1200wd / bitcoinlib

Bitcoin and other Cryptocurrencies Library for Python. Includes a fully functional wallet, Mnemonic key generation and management and connection with various service providers to receive and send blockchain and transaction information.
http://bitcoinlib.readthedocs.io/
GNU General Public License v3.0
596 stars 199 forks source link

Error in transaction parsing: Incorrect pubkeyhash length #369

Open pputnik opened 7 months ago

pputnik commented 7 months ago

Way to reproduce:


from bitcoinlib.services.bitcoind import *
bdc = BitcoindClient.from_config('/user/bitcoin.conf', strict=False)

txid = "2b3733a39b87cef1f7c2ca8988583ec0c1a886651b040e3dbaf4c26be81d0f75"
t = bdc.gettransaction(txid)
print(t.as_json())

The error:

Traceback (most recent call last):
  File "/user/test.py", line 11, in <module>
    print(t.as_json())
          ^^^^^^^^^^^
  File "/user/.pyenv/versions/3.11.4/lib/python3.11/site-packages/bitcoinlib/transactions.py", line 1791, in as_json
    adict = self.as_dict()
            ^^^^^^^^^^^^^^
  File "/user/.pyenv/versions/3.11.4/lib/python3.11/site-packages/bitcoinlib/transactions.py", line 1758, in as_dict
    outputs.append(o.as_dict())
                   ^^^^^^^^^^^
  File "/user/.pyenv/versions/3.11.4/lib/python3.11/site-packages/bitcoinlib/transactions.py", line 1351, in as_dict
    'address': self.address,
               ^^^^^^^^^^^^
  File "/user/.pyenv/versions/3.11.4/lib/python3.11/site-packages/bitcoinlib/transactions.py", line 1254, in address
    address_obj = self.address_obj
                  ^^^^^^^^^^^^^^^^
  File "/user/.pyenv/versions/3.11.4/lib/python3.11/site-packages/bitcoinlib/transactions.py", line 1245, in address_obj
    self._address_obj = Address(hashed_data=self.public_hash, script_type=self.script_type,
                        ^^^^^^^^^^^^^^^^^^^^^^^^^^^^^^^^^^^^^^^^^^^^^^^^^^^^^^^^^^^^^^^^^^^
  File "/user/.pyenv/versions/3.11.4/lib/python3.11/site-packages/bitcoinlib/keys.py", line 626, in __init__
    self.address = pubkeyhash_to_addr(self.hash_bytes, prefix=self.prefix, encoding=self.encoding,
                   ^^^^^^^^^^^^^^^^^^^^^^^^^^^^^^^^^^^^^^^^^^^^^^^^^^^^^^^^^^^^^^^^^^^^^^^^^^^^^^^
  File "/user/.pyenv/versions/3.11.4/lib/python3.11/site-packages/bitcoinlib/encoding.py", line 650, in pubkeyhash_to_addr
    return pubkeyhash_to_addr_bech32(pubkeyhash, prefix, witver)
           ^^^^^^^^^^^^^^^^^^^^^^^^^^^^^^^^^^^^^^^^^^^^^^^^^^^^^
  File "/user/.pyenv/versions/3.11.4/lib/python3.11/site-packages/bitcoinlib/encoding.py", line 706, in pubkeyhash_to_addr_bech32
    raise EncodingError("Incorrect pubkeyhash length")
bitcoinlib.encoding.EncodingError: Incorrect pubkeyhash length

The only reason I can think about - it's a block reward but unlike what I've seen before, there are many recipients (not one).

Could you help, please?

pputnik commented 7 months ago

p.s. it was ver 0.6.12. Ver 0.6.14 throws unexpected keyword argument 'strict' but it was needed by https://github.com/1200wd/bitcoinlib/issues/338

Without that "strict" the same error as above.

arshbot commented 6 months ago

confirmed this is an inelegant way to fail for a nonstandard output. @pputnik this is caused because the output 195 in that tx appears to be custom and doesn't have an address in the traditional sense.

@mccwdev happy to create a pr to handle this properly.
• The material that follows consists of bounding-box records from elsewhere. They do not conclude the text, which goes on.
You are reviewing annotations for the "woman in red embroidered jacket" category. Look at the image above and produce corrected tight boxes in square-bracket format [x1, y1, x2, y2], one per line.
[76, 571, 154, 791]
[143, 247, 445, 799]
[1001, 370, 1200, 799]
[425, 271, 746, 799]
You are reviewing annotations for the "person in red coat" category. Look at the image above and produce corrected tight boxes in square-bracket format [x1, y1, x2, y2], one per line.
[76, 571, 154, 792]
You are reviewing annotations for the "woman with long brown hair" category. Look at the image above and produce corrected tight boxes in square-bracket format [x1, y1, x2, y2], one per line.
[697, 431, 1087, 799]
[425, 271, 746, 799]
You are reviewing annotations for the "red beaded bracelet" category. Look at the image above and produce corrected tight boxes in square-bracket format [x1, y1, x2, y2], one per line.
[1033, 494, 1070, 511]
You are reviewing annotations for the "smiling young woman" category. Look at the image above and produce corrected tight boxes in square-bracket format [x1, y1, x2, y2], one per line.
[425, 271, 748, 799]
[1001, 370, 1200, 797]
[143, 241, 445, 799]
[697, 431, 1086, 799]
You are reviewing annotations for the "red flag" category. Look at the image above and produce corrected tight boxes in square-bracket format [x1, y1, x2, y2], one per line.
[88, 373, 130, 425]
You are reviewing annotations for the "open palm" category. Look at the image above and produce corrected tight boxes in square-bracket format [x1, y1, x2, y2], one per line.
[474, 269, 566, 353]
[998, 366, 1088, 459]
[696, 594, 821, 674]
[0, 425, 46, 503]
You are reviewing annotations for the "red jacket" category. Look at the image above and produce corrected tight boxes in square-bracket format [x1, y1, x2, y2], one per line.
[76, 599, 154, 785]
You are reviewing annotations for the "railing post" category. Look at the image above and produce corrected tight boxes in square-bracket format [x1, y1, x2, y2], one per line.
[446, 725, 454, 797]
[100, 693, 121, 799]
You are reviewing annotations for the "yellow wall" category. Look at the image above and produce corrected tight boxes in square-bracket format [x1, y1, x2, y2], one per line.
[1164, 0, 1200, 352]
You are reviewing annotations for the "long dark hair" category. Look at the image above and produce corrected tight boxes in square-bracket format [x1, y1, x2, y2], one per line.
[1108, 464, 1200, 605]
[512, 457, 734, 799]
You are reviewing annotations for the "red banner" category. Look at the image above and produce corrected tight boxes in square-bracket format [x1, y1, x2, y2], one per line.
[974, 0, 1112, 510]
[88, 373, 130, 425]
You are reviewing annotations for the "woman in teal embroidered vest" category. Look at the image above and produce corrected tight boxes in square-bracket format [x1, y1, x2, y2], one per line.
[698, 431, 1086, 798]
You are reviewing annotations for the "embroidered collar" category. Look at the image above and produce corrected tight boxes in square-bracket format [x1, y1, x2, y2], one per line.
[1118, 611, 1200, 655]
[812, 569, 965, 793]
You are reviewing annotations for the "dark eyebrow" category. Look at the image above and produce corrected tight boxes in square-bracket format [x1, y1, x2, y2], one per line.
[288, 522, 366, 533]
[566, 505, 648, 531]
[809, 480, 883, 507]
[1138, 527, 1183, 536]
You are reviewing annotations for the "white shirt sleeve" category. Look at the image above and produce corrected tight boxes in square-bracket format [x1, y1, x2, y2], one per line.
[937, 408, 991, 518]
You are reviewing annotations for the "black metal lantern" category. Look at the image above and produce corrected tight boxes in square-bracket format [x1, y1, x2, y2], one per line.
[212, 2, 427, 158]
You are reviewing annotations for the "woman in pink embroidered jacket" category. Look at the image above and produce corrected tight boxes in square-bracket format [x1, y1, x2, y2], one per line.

I suggest supporting script_type=nonstandard. This has the side effect of allowing malformed strings p2tr, etc strings pass through without raising errors, instead being misidentified as type unknown or nonstandard.

happy for an alternative approach.

pputnik commented 6 months ago

@arshbot could you please explain why it "doesn't have an address in the traditional sense"? I see the block reward is passed to 196 addresses. Does the error appear because the block reward passed not to one but to many?

Thank you.

arshbot commented 6 months ago

@pputnik when you "send" bitcoin, you're really just putting a new lock (scriptpubkey) on a subset of coins you own. We use the same kind of locks all the time, most of the time use a pubkey in some form/fashion/placement. These patterns of locking and pubkey storage often map to an address type (p2pkh, p2sh, p2tr, etc).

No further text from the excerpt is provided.